Au cours d'une téléconférence tenue en fin d'après-midi, M. Lebel a rappelé que la loi qui a encadré la privatisation d'Air Canada stipule que la société doit maintenir des centres d'entretien à Montréal, Mississauga et Winnipeg. Mais le ministre n'a pas déterminé si la fermeture d'Aveos, un sous-traitant, fait en sorte que la loi est violée.

«On va suivre les développements concernant tout cela, nous allons examiner les avis qu'on reçoit, a-t-il indiqué. Pour l'instant, il n'y a personne qui dit qu'ils ne respectent pas la loi.»

Le ministre Lebel reconnaît que les travailleurs d'Aveos vivent une «situation désastreuse», et promet de suivre le dossier de près. Mais il maintient que «les décisions d'Aveos sont celles d'une entreprise privée».

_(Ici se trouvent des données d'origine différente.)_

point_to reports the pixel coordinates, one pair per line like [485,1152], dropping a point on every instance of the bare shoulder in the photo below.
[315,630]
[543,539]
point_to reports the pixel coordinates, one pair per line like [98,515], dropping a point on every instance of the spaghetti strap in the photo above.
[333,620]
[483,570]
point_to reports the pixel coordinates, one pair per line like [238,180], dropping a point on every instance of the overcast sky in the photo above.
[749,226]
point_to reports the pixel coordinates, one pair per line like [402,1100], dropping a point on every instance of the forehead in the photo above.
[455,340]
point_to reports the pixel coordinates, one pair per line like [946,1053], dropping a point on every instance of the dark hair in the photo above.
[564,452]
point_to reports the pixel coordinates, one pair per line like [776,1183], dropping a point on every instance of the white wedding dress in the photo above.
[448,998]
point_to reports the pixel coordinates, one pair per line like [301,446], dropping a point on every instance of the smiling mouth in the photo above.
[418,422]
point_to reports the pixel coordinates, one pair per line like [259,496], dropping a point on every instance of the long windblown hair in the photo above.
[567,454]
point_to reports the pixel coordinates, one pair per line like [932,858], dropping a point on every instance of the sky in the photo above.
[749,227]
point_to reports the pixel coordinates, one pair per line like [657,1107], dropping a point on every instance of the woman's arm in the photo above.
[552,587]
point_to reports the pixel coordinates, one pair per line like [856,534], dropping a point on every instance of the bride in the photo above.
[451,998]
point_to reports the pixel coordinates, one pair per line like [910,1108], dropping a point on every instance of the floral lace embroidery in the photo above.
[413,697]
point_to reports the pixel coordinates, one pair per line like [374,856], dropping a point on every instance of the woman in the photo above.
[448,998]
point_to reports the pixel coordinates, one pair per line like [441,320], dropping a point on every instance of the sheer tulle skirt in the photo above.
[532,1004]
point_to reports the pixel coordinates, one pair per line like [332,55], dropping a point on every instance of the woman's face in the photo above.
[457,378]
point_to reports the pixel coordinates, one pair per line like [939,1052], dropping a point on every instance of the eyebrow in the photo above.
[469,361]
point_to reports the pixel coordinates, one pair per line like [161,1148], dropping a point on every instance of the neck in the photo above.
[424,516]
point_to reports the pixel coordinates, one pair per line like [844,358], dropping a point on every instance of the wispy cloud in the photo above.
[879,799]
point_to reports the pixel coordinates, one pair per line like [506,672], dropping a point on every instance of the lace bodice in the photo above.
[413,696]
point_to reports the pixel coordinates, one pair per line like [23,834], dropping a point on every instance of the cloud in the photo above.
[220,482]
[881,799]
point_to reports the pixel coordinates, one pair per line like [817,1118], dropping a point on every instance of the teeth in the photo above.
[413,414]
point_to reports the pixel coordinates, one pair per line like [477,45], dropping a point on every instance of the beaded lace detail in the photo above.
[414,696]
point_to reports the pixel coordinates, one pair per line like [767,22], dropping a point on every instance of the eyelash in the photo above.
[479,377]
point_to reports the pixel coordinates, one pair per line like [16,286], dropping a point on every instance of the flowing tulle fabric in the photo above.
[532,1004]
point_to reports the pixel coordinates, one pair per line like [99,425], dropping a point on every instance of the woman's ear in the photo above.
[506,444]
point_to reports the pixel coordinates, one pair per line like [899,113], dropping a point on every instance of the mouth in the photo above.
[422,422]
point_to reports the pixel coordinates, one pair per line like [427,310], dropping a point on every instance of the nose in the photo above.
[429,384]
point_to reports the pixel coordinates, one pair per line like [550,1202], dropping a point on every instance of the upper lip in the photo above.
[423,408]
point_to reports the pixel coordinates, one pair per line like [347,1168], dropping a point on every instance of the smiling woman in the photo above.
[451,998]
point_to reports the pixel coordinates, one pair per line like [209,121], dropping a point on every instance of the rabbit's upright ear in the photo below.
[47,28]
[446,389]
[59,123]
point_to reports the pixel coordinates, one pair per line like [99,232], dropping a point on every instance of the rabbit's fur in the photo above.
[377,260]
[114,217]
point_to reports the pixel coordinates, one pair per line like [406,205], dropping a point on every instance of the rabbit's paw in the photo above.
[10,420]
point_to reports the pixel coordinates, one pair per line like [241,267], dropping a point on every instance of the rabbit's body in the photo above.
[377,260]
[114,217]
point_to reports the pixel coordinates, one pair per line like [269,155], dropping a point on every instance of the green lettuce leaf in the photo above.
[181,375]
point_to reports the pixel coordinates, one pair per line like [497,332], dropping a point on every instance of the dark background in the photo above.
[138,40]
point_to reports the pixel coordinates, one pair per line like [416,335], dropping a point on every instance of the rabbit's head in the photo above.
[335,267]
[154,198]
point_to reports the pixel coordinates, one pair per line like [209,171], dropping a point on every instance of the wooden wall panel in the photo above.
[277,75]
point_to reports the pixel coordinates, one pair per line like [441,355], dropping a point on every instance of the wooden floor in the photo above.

Pendant ce temps, à Québec, le gouvernement Charest a fait savoir qu'il envisage de poursuivre Ottawa, pas seulement Air Canada, afin de maintenir à Montréal les emplois mis en péril par la fermeture d'Aveos. Il prépare avec l'Ontario et le Manitoba un front commun pour faire pression sur Air Canada et préserver les activités de son sous-traitant.

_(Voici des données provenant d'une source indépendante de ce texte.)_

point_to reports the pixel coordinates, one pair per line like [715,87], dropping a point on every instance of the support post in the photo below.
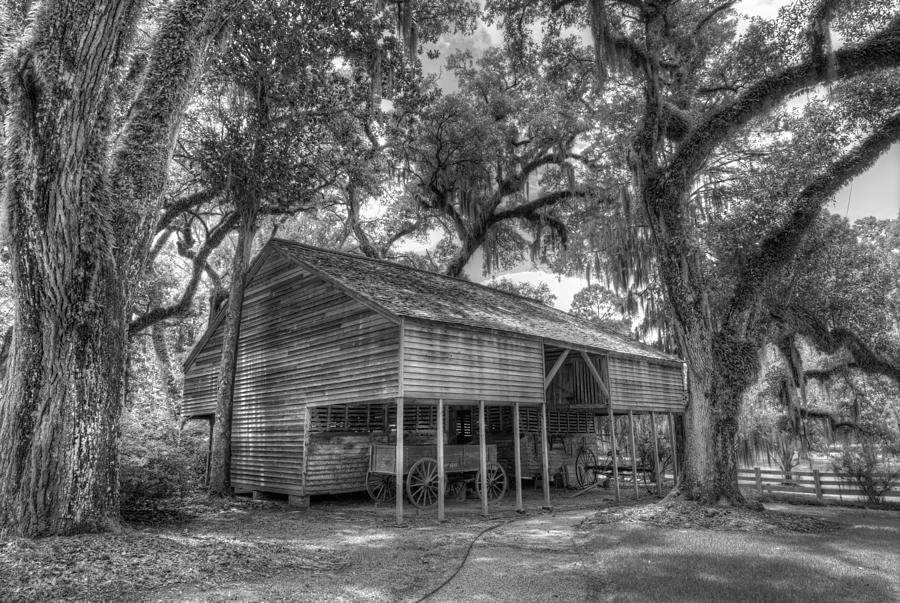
[441,473]
[517,451]
[545,457]
[212,421]
[398,470]
[603,381]
[656,454]
[482,457]
[674,448]
[633,453]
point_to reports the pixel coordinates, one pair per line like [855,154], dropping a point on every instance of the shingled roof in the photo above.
[418,294]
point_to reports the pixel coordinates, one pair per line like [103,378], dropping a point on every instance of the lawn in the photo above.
[350,551]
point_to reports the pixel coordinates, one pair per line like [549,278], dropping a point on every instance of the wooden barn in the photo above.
[352,370]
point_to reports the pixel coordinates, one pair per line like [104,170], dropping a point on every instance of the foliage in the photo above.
[117,566]
[540,292]
[866,464]
[158,459]
[601,306]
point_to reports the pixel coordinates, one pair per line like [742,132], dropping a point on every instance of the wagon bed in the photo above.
[462,467]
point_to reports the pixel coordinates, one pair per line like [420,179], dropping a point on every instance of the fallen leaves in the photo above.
[104,566]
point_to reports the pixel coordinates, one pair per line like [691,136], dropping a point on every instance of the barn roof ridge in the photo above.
[356,256]
[611,341]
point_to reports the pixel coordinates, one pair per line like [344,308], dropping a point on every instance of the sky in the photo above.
[874,193]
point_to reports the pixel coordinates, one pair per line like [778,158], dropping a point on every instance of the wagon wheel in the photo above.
[422,483]
[382,487]
[496,482]
[586,468]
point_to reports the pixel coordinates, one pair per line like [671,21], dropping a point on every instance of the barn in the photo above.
[349,366]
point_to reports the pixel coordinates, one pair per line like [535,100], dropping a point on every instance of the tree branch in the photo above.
[833,340]
[179,206]
[143,149]
[879,52]
[529,209]
[215,238]
[778,247]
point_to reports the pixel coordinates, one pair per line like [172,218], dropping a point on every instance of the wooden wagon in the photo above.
[420,472]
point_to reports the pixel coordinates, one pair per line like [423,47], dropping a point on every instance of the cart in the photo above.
[462,468]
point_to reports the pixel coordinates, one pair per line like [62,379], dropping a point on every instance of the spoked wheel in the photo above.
[586,468]
[422,483]
[382,487]
[496,482]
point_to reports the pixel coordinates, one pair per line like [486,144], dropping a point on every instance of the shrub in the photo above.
[863,463]
[157,460]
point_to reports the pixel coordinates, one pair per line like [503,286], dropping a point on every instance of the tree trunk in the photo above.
[717,377]
[220,462]
[60,414]
[62,393]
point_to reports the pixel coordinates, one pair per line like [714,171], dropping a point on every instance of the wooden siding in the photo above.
[199,396]
[338,462]
[645,386]
[459,364]
[303,341]
[574,383]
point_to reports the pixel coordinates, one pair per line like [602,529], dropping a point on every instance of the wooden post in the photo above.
[398,470]
[656,453]
[212,421]
[674,448]
[612,420]
[517,451]
[545,449]
[441,475]
[633,453]
[482,454]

Hier, les travailleurs licenciés d'Aveos, dont une centaine s'étaient déplacés à Québec, ont obtenu l'appui unanime des députés dans leur bataille. L'Assemblée nationale a adopté une motion initiée par le Parti québécois qui «invite le gouvernement du Québec à prendre dans les plus brefs délais tous les recours juridiques possibles pour le maintien des centres de révision et d'entretien d'Air Canada à Montréal».

Aveos a fermé ses installations et s'est placée sous la protection de la Loi sur les arrangements avec les créanciers. La société estime avoir perdu 16 millions de dollars en revenus parce qu'Air Canada a réduit ou annulé du travail de maintenance. Mardi, elle a commencé à liquider ses actifs.

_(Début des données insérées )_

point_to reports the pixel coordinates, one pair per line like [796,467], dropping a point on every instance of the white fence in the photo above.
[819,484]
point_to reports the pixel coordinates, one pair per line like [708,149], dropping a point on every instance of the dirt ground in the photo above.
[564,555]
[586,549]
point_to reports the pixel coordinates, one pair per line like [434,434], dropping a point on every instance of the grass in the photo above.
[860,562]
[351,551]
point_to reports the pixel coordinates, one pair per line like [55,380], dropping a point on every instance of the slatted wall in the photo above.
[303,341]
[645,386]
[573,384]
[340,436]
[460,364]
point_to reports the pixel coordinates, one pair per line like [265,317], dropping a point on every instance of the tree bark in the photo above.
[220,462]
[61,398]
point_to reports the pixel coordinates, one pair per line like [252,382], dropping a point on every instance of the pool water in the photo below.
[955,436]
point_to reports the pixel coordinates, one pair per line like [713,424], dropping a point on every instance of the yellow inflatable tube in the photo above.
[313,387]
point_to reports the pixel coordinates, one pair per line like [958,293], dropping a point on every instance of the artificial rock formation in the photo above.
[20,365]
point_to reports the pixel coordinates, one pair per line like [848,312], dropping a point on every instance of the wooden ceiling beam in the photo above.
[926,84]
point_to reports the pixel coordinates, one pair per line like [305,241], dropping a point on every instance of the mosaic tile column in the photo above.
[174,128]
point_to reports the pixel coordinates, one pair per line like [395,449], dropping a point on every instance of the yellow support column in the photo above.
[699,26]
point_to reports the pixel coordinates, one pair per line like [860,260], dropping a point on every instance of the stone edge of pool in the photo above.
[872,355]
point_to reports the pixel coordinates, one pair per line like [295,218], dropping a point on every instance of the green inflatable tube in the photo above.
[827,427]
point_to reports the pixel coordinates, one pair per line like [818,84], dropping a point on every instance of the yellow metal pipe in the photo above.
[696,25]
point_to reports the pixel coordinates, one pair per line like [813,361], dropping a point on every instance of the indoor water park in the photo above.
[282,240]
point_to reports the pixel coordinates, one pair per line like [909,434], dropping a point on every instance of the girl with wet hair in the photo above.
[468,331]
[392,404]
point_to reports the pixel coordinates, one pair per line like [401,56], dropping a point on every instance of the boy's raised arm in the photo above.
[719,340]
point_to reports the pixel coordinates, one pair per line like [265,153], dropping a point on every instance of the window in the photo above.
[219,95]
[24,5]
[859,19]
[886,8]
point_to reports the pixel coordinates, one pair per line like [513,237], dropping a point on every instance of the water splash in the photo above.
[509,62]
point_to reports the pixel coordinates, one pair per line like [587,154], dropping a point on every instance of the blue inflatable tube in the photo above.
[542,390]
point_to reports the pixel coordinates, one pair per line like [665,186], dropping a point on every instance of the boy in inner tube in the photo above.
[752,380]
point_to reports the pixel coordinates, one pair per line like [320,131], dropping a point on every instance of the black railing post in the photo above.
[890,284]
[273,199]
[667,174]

«Nous allons tout mettre en oeuvre pour garder les opérations ouvertes, pour voir de quelle façon on peut aider les travailleurs et l'entreprise, a affirmé le premier ministre Jean Charest. Et nous allons examiner tous les recours qui nous sont disponibles, incluant la possibilité de prendre des recours juridiques contre le gouvernement fédéral.»

Ottawa refuse d'intervenir dans le dossier pour le moment. Les travailleurs d'Aveos lui reprochent de ne pas faire respecter sa propre loi.

Une centaine d'entre eux ont manifesté devant le parlement et se sont réjouis de l'appui de l'Assemblée nationale. «C'est une mautadite bonne bataille de gagnée aujourd'hui pour nous autres. Je suis tellement content...», a lancé le président du syndicat, Marcel St-Jean, la voix étranglée par l'émotion.

Le vice-président, Jean Poirier, a exhorté Jean Charest à rencontrer son homologue Stephen Harper. «Il faut que ça bouge. Si demain matin, je vole une banque, on va venir m'arrêter. Là, on demande que les actions soient prises now! Air Canada est hors la loi. Il faut des actions tout de suite!», a-t-il soutenu. Les syndiqués vont se rendre à Ottawa bientôt pour demander des comptes au gouvernement Harper.

«On est à vos côtés, et on veut que vous conserviez vos jobs, leur a affirmé la chef péquiste Pauline Marois. Air Canada doit agir, et le gouvernement fédéral doit agir.»

Mais Sam Hamad se fait prudent.

«Sur le plan juridique, il faut s'assurer qu'on est béton. On ne peut pas aller là, frapper un mur et tomber», a-t-il dit aux journalistes.

Son «premier objectif» est de relancer les activités d'Aveos. La loi sur la privatisation d'Air Canada oblige le transporteur à maintenir ses centres d'entretien et de révision à Winnipeg, Mississauga et Montréal. Hier, Air Canada a rappelé que la Cour supérieure de l'Ontario avait statué que le transporteur respectait cette exigence parce qu'il avait conservé ses activités de maintenance légère des appareils. Ce sont les activités de maintenance lourde, qui implique le démantèlement des avions, qui ont été regroupées dans Aveos.

Le syndicat des employés d'Aveos n'est pas d'accord avec l'interprétation du tribunal ontarien.